A probably faster way for training the tokenizer (pure Python)
ReinforcedKnowledge opened this issue · 3 comments
Hi!
I'm not sure if this is the appropriate place for posting this, I'm sorry if it is not.
I think there is a way to make the training of the tokenizer faster.
Where does the initial code get slow
I think it's mainly at
Line 33 in f50ad93
Line 39 in f50ad93
I think since we're doing whole passes over all the dictionaries and returning new instances of them is quite costly.
Possible solution
I think it's possible to do some kind of one pass to find the best pair, then update everything in-place. I'll try to explain my code, unfortunately I can't check for the moment how to integrate it as an example or something in your own train
method, but I'll explain at best my inputs and outputs and the code. I think my train_dict
is the equivalent of vocab
in your code, and my pairs_dict
is the equivalent of stats
.
Also, the repository's implementation is byte-level BPE while I'm going to talk about standard BPE, but we can go from one to the other easily.

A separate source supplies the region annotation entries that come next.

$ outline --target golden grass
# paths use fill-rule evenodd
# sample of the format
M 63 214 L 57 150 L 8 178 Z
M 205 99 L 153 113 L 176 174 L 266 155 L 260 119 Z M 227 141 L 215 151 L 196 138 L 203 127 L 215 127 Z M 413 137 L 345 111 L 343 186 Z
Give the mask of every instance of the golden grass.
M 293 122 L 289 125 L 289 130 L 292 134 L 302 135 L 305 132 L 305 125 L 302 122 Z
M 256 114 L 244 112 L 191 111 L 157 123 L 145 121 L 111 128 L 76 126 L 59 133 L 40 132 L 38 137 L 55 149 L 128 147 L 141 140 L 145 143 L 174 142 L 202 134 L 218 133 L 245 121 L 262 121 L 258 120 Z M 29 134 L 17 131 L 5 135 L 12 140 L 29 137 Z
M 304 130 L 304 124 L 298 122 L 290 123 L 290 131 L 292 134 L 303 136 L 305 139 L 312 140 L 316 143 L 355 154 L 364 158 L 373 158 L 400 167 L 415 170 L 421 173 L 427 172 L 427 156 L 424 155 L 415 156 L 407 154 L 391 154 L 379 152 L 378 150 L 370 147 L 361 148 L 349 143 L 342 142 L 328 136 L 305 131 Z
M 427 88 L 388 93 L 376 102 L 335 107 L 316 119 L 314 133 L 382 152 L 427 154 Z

I'm going with the same corpus as the Huggingface summary about tokenizers: https://huggingface.co/docs/transformers/en/tokenizer_summary : corpus = "hug " * 10 + "pug " * 5 + "pun " * 12 + "bun " * 4 + "hugs " * 5
.
I start with a train_dict
, which will contain the words' frequencies, of the following format:
{0: [10, [('h', 'u'), ('u', 'g'), ('g', 'Ġ')]],
1: [5, [('p', 'u'), ('u', 'g'), ('g', 'Ġ')]],
2: [12, [('p', 'u'), ('u', 'n'), ('n', 'Ġ')]],
3: [4, [('b', 'u'), ('u', 'n'), ('n', 'Ġ')]],
4: [5, [('h', 'u'), ('u', 'g'), ('g', 's'), ('s', 'Ġ')]]}
The structure is the following: word id: List[word frequency, List[word symbols pairs]]
. The idea is, when we find the best pair that leads to the merge rule, the find all the words that contribute to that pair, and update them after the merge accordingly. The frequency is useful because we want to keep track of the pairs' frequencies (which are a sum of the frequencies of the word that contribute to them)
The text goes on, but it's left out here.